Quotes about Schwinger
[edit]- For two years in the late 1950s I was a postdoc at Harvard. Julian Schwinger was the leading light in theoretical physics at the time. We, the postdocs and junior faculty, audited whatever course he happened to be teaching. The material was always original. The lectures were on Wednesdays, and afterward the small group of us would have lunch with Schwinger at Chez Dreyfus in Cambridge. We would be joined by another small group from MIT that included Vikki Weisskopf. If Schwinger had any new ideas, he would try them out on Weisskopf. As it happened on this occasion, he had developed a “theory of everything.” Some of this theory survives in the work of other people. In 1962, he published a paper on “Gauge invariance and mass.”9 … In it he raised the question of whether one could have a massive vector meson in a theory that had an underlying gauge invariance. This possibility … inspired P. W. Anderson to use these ideas in condensed matter physics.10...

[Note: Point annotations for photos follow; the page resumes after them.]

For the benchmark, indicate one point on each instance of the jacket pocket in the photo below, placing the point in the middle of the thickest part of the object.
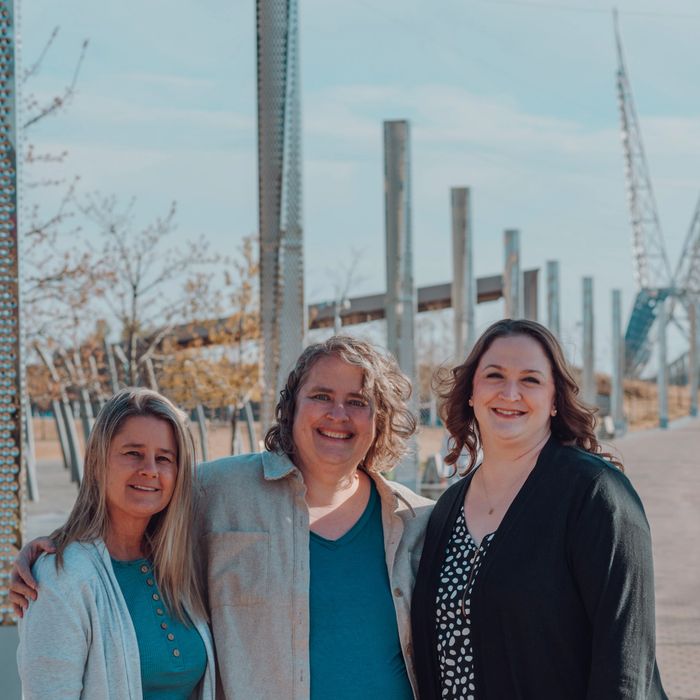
(238, 570)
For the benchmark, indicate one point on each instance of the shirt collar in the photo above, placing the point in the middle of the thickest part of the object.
(276, 465)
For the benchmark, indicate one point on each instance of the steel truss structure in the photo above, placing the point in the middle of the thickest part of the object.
(655, 281)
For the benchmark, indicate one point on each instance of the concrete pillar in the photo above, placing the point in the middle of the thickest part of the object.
(512, 278)
(588, 384)
(553, 296)
(400, 301)
(530, 294)
(282, 308)
(662, 375)
(617, 395)
(463, 280)
(693, 354)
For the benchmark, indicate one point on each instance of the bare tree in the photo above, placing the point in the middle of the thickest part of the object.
(150, 278)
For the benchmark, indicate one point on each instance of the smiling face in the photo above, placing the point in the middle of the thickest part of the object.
(513, 393)
(334, 423)
(141, 470)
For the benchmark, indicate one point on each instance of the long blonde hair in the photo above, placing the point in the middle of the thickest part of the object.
(168, 539)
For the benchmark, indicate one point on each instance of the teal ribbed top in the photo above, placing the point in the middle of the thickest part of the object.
(355, 651)
(173, 657)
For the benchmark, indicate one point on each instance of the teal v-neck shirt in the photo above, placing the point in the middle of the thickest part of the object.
(173, 657)
(355, 652)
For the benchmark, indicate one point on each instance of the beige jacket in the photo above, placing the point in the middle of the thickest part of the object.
(254, 529)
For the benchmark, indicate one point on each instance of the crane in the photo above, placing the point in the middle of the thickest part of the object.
(653, 276)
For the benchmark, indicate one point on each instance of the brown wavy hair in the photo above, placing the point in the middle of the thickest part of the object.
(574, 423)
(385, 387)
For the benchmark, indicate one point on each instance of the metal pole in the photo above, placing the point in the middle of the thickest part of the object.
(61, 432)
(12, 440)
(400, 301)
(512, 279)
(693, 356)
(282, 308)
(589, 388)
(202, 425)
(617, 397)
(112, 366)
(530, 294)
(553, 296)
(64, 414)
(662, 377)
(32, 483)
(250, 424)
(463, 280)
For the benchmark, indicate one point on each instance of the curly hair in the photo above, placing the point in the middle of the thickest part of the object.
(385, 386)
(573, 424)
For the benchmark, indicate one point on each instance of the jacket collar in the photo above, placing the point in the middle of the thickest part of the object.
(276, 465)
(386, 492)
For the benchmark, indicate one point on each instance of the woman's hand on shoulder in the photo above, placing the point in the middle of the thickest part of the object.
(23, 586)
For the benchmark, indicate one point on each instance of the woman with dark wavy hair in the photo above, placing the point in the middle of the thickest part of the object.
(536, 578)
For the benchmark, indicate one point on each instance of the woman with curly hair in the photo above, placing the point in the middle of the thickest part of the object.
(536, 578)
(309, 554)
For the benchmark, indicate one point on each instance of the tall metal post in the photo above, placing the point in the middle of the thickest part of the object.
(589, 388)
(400, 302)
(553, 296)
(512, 278)
(530, 294)
(282, 308)
(662, 376)
(694, 354)
(617, 409)
(463, 280)
(11, 367)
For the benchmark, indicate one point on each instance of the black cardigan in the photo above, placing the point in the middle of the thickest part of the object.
(563, 606)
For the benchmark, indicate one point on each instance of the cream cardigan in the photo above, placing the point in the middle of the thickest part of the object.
(77, 639)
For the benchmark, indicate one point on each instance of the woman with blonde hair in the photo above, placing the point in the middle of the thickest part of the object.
(121, 613)
(536, 578)
(309, 552)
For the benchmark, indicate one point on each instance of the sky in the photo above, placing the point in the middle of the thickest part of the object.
(512, 98)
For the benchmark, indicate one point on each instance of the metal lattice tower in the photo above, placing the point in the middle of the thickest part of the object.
(653, 275)
(651, 266)
(11, 431)
(282, 308)
(652, 271)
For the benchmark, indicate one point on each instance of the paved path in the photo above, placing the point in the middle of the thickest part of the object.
(664, 467)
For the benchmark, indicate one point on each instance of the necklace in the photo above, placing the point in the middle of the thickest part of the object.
(492, 506)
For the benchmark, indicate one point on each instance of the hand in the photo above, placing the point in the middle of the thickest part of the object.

9 J. Schwinger, “Gauge invariance and mass,” Phys. Rev. 125, 397–398 1962 .
10 P. W. Anderson, “Plasmons, gauge invariance and mass,” Phys. Rev. 130, 439–442 1963.- Jeremy Bernstein, (January 2011)"A question of mass". American Journal of Physics 79 (1): 25–31. DOI:10.1119/1.3487939. (quote from p. 30)
- During this period I attended two sessions of the Michigan summer school at which Schwinger (1948) and Feynman (1949) described their respective reformulations of QED. Schwinger’s was deeper and more complete while Feynman’s was easier to use but at that time incomplete. One may give a feeling for the impact of Schwinger by quoting Dyson who wrote home that ”in a few months we shall have forgotten what pre-Schwinger physics was like.” Bethe at that time described this period as the most exciting in physics since the great days of 1925-30 when quantum mechanics was being discovered.
- Robert Finkelstein: (2016). "My Century of Physics". arXiv preprint arXiv:1612.00079.